自治体災害派遣/経験生かし息長い支援を(2024年2月23日『神戸新聞』-「社説」)

 能登半島地震では、全国の自治体から派遣された応援職員が被災市町の業務を支えている。被災者の暮らし再建を後押しする上でも欠かせない相互支援の仕組みは定着してきたが、受け入れ態勢の不備など課題も少なくない。中長期的な支援を見据える中で、現地の実情を速やかに把握し対応できるかが問われる。

 被災自治体の業務は、避難所運営や物資配布に始まり、罹災(りさい)証明書の発行や被災家屋の被害調査、廃棄物処理など多岐にわたる。

 能登地震では、熊本地震を受け2018年に始まった「応急対策職員派遣制度」に基づき、総務省が被害状況や人口規模などを踏まえ、全国知事会関西広域連合などと支援自治体の割り当てを調整した。


 被災側と派遣側の自治体をペアにする「対口(カウンターパート)支援」という枠組みだ。兵庫県内の自治体職員も被災地入りし、阪神・淡路大震災やその後の災害派遣の経験を生かした救援や復旧に力を注ぎ、行政機能の回復を後押ししている。

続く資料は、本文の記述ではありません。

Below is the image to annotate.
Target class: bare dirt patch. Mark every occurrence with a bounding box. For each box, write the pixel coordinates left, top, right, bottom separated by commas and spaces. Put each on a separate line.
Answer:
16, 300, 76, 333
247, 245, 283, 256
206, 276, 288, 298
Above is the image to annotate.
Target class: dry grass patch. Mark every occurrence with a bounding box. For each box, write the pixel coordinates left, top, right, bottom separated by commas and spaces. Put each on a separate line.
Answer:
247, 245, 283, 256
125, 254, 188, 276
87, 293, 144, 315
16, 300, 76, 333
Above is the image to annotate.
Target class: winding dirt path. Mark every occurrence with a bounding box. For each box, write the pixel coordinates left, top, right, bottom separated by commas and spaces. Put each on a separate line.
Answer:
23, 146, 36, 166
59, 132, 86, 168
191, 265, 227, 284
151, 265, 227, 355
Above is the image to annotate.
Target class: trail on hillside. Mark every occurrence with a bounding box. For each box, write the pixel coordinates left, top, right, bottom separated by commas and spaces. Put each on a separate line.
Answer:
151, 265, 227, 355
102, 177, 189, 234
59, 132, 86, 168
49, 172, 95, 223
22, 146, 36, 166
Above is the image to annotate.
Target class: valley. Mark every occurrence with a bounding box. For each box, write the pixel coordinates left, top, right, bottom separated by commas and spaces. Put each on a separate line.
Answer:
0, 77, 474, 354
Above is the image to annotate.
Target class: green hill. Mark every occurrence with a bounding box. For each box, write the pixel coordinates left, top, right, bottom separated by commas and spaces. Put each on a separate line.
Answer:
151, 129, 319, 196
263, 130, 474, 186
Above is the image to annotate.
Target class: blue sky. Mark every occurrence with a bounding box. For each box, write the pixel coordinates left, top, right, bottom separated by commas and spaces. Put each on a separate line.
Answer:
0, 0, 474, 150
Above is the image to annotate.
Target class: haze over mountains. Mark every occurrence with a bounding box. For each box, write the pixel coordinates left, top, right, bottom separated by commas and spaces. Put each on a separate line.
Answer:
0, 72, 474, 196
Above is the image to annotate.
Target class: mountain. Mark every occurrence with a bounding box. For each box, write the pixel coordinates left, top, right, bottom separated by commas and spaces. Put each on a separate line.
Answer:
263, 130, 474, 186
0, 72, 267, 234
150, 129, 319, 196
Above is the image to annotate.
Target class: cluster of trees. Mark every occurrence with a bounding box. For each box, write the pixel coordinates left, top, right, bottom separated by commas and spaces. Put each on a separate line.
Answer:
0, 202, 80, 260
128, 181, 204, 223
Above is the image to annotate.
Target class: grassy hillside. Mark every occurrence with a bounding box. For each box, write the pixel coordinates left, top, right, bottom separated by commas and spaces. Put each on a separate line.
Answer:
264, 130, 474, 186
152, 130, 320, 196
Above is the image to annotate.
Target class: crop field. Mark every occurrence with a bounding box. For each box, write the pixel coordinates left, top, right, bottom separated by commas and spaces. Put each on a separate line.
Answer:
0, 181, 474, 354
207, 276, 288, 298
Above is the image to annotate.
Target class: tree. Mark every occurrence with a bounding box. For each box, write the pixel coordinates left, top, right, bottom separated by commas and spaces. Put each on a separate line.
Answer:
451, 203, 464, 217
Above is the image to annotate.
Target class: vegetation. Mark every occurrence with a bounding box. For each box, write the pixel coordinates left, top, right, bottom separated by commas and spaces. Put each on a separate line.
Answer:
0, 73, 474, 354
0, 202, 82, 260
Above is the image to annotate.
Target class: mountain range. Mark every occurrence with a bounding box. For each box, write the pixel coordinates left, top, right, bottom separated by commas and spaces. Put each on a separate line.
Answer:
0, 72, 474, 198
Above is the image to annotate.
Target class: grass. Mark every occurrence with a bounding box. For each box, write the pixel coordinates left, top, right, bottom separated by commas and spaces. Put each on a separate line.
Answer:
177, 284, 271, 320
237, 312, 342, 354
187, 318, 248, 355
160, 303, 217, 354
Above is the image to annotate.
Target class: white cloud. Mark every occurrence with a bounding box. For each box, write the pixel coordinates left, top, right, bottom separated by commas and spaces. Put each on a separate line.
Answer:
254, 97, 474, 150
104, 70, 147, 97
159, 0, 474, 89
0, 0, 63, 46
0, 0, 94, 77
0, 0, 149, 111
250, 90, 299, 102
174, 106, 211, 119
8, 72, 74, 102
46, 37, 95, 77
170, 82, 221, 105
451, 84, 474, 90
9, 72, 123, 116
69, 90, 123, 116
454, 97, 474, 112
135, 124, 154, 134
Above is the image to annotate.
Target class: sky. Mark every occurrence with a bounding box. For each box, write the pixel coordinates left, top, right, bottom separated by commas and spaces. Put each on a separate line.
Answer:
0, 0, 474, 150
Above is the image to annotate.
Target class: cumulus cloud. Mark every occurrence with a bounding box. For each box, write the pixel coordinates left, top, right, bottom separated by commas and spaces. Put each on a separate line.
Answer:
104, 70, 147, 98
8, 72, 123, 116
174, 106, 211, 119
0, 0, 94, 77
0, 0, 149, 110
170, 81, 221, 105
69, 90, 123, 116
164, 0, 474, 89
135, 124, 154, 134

 現地はもともと自治体の規模が小さく、職員数も少ない。職員の多くは自身も被災者だ。阪神・淡路を経験した元神戸市職員らでつくる先遣調査チームによると、道路寸断や人員不足で家屋の被害把握が難航し、支援金の給付など公的支援を受ける際に必要な罹災証明書の発行が十分に進んでいないという。

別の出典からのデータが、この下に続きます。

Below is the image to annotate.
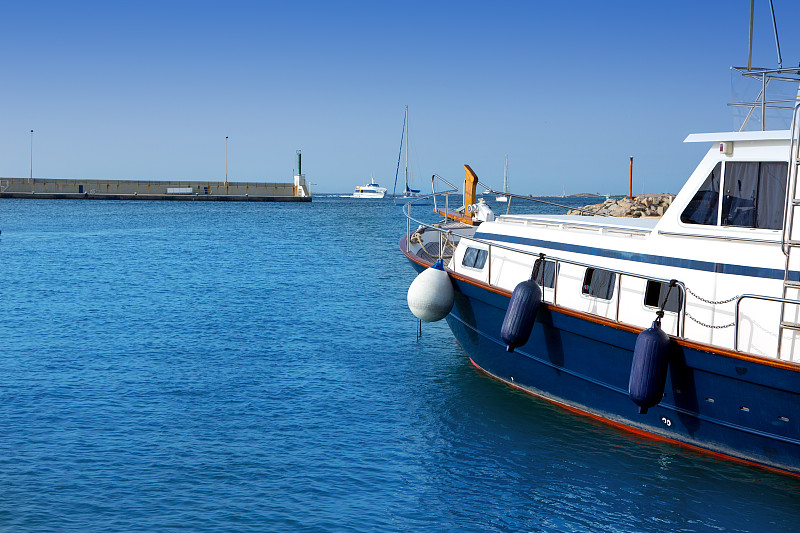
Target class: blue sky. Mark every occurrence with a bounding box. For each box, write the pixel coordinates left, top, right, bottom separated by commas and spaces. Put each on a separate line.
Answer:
0, 0, 800, 195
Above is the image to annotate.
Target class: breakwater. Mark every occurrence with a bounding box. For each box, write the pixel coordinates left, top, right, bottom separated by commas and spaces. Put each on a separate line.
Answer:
0, 175, 311, 202
567, 193, 675, 218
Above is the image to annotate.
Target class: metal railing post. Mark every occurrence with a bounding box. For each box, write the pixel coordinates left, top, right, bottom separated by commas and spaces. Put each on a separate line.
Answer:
487, 244, 492, 287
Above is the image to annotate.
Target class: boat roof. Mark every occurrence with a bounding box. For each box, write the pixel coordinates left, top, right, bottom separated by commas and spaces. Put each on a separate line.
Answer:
683, 130, 791, 142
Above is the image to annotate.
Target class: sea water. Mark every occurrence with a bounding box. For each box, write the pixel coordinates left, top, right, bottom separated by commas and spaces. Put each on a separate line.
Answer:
0, 197, 800, 532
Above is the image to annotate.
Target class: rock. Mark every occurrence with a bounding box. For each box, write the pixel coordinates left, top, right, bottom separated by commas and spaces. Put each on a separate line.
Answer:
568, 193, 675, 218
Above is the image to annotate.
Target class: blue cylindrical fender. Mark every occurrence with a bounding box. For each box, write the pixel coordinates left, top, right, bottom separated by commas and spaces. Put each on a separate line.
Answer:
500, 279, 542, 352
628, 320, 670, 414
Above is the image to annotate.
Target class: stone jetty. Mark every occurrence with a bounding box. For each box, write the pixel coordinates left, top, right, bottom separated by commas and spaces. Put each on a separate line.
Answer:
567, 193, 675, 218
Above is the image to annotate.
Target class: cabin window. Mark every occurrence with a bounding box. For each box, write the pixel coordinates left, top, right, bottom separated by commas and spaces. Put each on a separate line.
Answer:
461, 247, 489, 270
581, 268, 616, 300
681, 163, 722, 226
536, 260, 558, 289
722, 161, 788, 229
644, 279, 681, 313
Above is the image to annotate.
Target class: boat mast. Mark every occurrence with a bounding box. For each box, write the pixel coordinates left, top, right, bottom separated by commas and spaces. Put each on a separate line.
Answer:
406, 106, 411, 195
503, 154, 508, 193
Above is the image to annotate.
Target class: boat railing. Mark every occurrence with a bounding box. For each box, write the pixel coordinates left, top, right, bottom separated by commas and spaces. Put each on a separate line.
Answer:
733, 294, 800, 359
728, 67, 800, 131
403, 187, 686, 338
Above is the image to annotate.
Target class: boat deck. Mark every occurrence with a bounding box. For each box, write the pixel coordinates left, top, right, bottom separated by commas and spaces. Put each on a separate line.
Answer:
497, 215, 660, 235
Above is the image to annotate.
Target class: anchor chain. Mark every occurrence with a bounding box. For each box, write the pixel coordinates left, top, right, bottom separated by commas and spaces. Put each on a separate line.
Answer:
685, 287, 741, 305
684, 286, 741, 329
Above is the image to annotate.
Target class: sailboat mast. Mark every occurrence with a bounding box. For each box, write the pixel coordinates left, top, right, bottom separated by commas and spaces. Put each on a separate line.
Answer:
503, 154, 508, 193
406, 106, 411, 194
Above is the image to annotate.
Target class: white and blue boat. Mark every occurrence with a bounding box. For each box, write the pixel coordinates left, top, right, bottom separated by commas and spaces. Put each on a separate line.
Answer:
353, 178, 386, 198
406, 37, 800, 476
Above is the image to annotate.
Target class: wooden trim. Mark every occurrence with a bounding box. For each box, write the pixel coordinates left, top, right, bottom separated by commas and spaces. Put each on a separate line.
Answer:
400, 236, 800, 372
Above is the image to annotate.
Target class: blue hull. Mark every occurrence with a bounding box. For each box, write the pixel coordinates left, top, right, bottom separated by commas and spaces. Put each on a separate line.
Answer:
414, 264, 800, 475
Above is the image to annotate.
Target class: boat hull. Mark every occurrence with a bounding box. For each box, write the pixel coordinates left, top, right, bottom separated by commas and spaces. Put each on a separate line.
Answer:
412, 260, 800, 475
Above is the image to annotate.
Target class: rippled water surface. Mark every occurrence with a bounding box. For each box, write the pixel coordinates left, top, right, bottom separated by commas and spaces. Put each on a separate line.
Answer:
0, 197, 800, 532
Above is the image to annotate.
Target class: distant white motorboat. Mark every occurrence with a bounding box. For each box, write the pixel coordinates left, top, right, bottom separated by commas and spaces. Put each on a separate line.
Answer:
495, 154, 508, 202
353, 178, 386, 198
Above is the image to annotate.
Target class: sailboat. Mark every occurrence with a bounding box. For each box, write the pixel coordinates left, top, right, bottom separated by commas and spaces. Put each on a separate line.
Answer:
495, 154, 508, 202
392, 106, 419, 198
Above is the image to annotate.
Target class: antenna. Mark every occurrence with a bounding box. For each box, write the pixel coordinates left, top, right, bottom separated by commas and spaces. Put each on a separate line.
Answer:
747, 0, 756, 71
764, 0, 783, 68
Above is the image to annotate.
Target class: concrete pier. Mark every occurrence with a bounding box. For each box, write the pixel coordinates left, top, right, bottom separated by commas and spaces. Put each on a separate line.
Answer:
0, 175, 311, 202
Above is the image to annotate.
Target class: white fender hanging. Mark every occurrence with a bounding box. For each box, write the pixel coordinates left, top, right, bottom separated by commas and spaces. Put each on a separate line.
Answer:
408, 259, 454, 322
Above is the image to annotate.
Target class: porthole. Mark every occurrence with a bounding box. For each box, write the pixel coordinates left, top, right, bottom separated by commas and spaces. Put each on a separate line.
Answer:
461, 247, 489, 270
581, 268, 617, 300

 一部自治体では仮設住宅の入居が始まったが、避難生活の長期化も懸念される。被災者には経済的、精神的な負担が重くのしかかり、生活再建には息の長い支援体制が要る。

 災害派遣の改善点も浮き彫りになった。今回は派遣に向けた初動が遅れたとの指摘があるほか、応援職員の宿泊先の確保が困難を極めた。

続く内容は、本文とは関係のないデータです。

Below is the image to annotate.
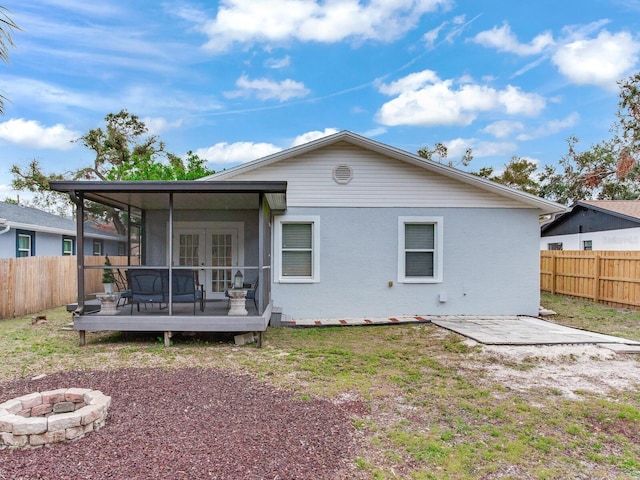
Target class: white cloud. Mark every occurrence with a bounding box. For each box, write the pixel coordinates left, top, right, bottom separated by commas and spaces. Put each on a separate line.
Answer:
471, 23, 554, 55
517, 112, 580, 140
552, 30, 640, 91
0, 118, 82, 150
195, 142, 282, 164
194, 128, 338, 165
446, 138, 518, 160
362, 127, 387, 138
377, 70, 546, 126
224, 74, 311, 102
199, 0, 451, 52
264, 55, 291, 69
482, 120, 524, 138
291, 128, 338, 147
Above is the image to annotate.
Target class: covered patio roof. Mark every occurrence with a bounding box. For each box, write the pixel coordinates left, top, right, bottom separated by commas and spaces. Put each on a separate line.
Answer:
50, 180, 287, 210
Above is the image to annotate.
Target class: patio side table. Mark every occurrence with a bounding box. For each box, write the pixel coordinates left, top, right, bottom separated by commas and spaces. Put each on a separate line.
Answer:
228, 288, 249, 316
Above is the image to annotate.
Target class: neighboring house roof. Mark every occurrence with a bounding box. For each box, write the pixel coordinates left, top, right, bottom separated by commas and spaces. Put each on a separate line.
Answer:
200, 130, 566, 213
540, 200, 640, 237
0, 202, 122, 240
575, 200, 640, 220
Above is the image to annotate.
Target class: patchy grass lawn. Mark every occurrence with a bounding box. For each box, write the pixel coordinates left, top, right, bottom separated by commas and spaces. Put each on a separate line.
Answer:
0, 295, 640, 480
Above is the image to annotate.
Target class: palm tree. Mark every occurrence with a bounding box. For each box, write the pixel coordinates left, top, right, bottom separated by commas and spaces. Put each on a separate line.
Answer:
0, 6, 20, 115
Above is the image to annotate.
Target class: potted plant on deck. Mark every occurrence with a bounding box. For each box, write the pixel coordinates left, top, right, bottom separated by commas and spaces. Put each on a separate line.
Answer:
102, 255, 116, 293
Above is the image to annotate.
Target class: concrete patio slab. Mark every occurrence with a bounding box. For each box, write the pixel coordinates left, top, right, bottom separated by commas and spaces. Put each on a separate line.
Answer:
428, 316, 640, 348
282, 315, 640, 353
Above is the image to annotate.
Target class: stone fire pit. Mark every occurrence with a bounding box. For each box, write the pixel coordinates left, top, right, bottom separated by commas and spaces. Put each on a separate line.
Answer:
0, 388, 111, 449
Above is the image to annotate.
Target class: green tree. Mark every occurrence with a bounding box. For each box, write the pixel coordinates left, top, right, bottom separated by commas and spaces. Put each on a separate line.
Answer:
0, 6, 20, 115
540, 73, 640, 203
418, 142, 473, 167
471, 155, 540, 195
11, 110, 214, 229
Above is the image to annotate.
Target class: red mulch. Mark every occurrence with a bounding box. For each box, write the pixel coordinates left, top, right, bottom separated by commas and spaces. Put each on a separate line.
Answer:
0, 368, 362, 480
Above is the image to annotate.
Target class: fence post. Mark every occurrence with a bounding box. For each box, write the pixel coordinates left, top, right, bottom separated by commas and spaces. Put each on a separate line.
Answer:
593, 253, 600, 302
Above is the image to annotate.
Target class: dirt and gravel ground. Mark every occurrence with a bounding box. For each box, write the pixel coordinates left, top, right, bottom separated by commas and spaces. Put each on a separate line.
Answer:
0, 368, 362, 480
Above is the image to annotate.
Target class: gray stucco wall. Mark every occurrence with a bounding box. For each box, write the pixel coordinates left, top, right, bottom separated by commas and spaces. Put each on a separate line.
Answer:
272, 208, 540, 318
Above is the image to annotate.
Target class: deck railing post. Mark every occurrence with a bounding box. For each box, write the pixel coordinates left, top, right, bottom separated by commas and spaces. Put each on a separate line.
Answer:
593, 253, 601, 302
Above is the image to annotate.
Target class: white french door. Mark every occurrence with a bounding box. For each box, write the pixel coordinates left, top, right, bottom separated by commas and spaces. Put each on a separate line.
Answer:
173, 225, 244, 299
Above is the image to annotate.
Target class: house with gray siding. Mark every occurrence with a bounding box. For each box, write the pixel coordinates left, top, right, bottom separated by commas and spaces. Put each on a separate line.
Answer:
203, 131, 564, 318
51, 131, 564, 345
0, 202, 126, 258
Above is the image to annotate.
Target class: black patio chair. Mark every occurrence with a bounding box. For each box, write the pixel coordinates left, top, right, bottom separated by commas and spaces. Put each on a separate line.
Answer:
114, 269, 131, 307
127, 269, 168, 314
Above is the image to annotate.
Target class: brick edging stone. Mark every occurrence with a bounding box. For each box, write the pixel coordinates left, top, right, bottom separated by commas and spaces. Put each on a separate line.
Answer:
0, 388, 111, 450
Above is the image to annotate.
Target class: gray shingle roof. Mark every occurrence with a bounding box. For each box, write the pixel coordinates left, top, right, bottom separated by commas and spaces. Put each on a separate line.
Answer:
576, 200, 640, 220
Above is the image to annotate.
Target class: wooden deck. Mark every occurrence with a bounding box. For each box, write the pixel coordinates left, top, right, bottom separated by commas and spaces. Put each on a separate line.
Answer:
73, 300, 272, 347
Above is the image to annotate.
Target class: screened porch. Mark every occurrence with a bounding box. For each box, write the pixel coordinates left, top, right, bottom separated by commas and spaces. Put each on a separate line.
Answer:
51, 181, 286, 344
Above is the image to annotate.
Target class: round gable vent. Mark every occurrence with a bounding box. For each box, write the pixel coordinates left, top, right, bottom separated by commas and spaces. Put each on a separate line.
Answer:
333, 165, 353, 185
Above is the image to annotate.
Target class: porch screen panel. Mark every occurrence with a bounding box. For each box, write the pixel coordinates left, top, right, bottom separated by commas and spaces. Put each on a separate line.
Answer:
211, 233, 233, 292
282, 223, 313, 277
404, 223, 435, 277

 断水や停電の中、避難所などでの仮眠を余儀なくされた事例もみられたという。東日本大震災では、宝塚市岩手県大槌町に派遣した職員が自死する痛ましい出来事があった。慣れない土地での業務に疲弊する応援職員のメンタルケアも重要だ。

 また、国の派遣制度は1~2カ月程度の短期を念頭に置いており、長期にわたる応援派遣を確保できるかが課題となっている。特にインフラなどに精通する技術職員は全国的に不足しており、復旧・復興が足踏みする事態は避けねばならない。

 

 応援を受ける上で重要なのが「受援(じゅえん)計画」だ。必要な人数や依頼する業務を決めておく。応援部隊を想定して備えておけば、混乱は避けられるのではないか。まだ策定していない自治体は早急に進めてほしい。

 災害時の対応は一刻を争う。迅速で効果的な支援受け入れが住民の命を救うことを忘れてはならない。